Friday, September 04, 2009

NMRShiftDB enters #2: SPARQL end point with Virtuoso

About 6 months ago I reported about my efforts to RDF-ize the data from the NMRShiftDB. Since then, time was consumed by many other things, but now that Bioclipse can query SPARQL end points, that I want to contribute the triple set (it is GNU FDL-licensed) to Bio2RDF, that a student started working in my group (now larger than just me :) on reasoning on life sciences data, and that I recently contributed my 1000th NMR spectrum to the database, I thought it was time to finally reinstall Virtuoso.
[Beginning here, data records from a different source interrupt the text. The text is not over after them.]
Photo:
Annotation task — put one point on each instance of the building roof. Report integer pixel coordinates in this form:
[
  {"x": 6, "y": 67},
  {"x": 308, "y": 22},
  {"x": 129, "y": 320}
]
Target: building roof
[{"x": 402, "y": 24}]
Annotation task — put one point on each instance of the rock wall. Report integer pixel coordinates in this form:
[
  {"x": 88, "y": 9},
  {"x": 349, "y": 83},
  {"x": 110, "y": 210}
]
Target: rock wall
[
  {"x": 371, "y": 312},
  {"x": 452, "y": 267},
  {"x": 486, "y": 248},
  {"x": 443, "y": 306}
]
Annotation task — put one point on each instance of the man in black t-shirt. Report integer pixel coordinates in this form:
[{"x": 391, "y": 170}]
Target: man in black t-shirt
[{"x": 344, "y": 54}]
There are precompiled binaries for Ubuntu and Debian, but Michel encouraged me to use version 6 when he visited us. And so I compiled and install 6.0.0.TP1 on the public server, while I do have the binary debs for 5.0.12 on my laptop. With some basic Apache magic, I hooked up the SPARQL end point of the server to the web:
<Proxy /nmrshiftdb/sparql>
RewriteEngine On
Allow from all
ProxyPass http://localhost:8890/sparql
ProxyPassReverse http://localhost:8890/sparql
Nice thing about this is, that I can set up multiple servers, allowing me to keep incompatibly licensed data sets apart (see Open Data: license, rights, aggregation, clean interfaces?), which is the same approach Bio2RDF is taking.
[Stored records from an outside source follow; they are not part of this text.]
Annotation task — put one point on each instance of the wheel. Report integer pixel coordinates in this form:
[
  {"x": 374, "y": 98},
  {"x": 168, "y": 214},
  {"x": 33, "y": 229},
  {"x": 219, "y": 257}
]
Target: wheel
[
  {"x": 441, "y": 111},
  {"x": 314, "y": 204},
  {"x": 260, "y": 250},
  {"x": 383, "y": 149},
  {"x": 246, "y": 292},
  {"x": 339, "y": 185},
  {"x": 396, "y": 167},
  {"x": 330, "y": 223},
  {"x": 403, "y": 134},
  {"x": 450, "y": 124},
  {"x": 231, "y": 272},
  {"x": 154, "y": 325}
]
The end point now offers about 278887 triples, but this will soon rise as I make more content from the database available in the original SQL database. The data is from the 1.3.3 release by Chris' team, and does not include my 1000th spectrum.
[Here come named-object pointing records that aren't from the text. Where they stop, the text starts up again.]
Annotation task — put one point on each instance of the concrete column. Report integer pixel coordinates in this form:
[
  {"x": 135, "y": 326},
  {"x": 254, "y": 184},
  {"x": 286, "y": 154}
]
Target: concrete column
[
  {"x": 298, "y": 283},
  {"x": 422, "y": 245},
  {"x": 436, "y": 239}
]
Getting the data into the database was not trivial either. The documentation suggests WebDAV, and that indeed worked for me once, after using the curl approach suggested here. But upon a second upload, it did again not enter the store. The ultimate solution was to use the iSQL interface, with the following SQL
file_to_string_output('/tmp/nmrshiftdb.rdf'), '',
Scientifically, this progress is not overly interesting, although it makes it very clear that you really should not have to be happy with proprietary and non-semantic formats for anything. But, to me, this is mostly a technological success of great importance: I can now share really large sets of RDF data.

Querying this data is a simple with SPARQL, and the results are available in various formats, such as JSON, which makes it easy to integrate in third-party applications or Google Wave robots (did I hear someone say NMRShifty?). As I have blogged before, SPARQL is an excellent tool to aggregate scientific data prior to data analysis. And I will demo more interesting queries later this month.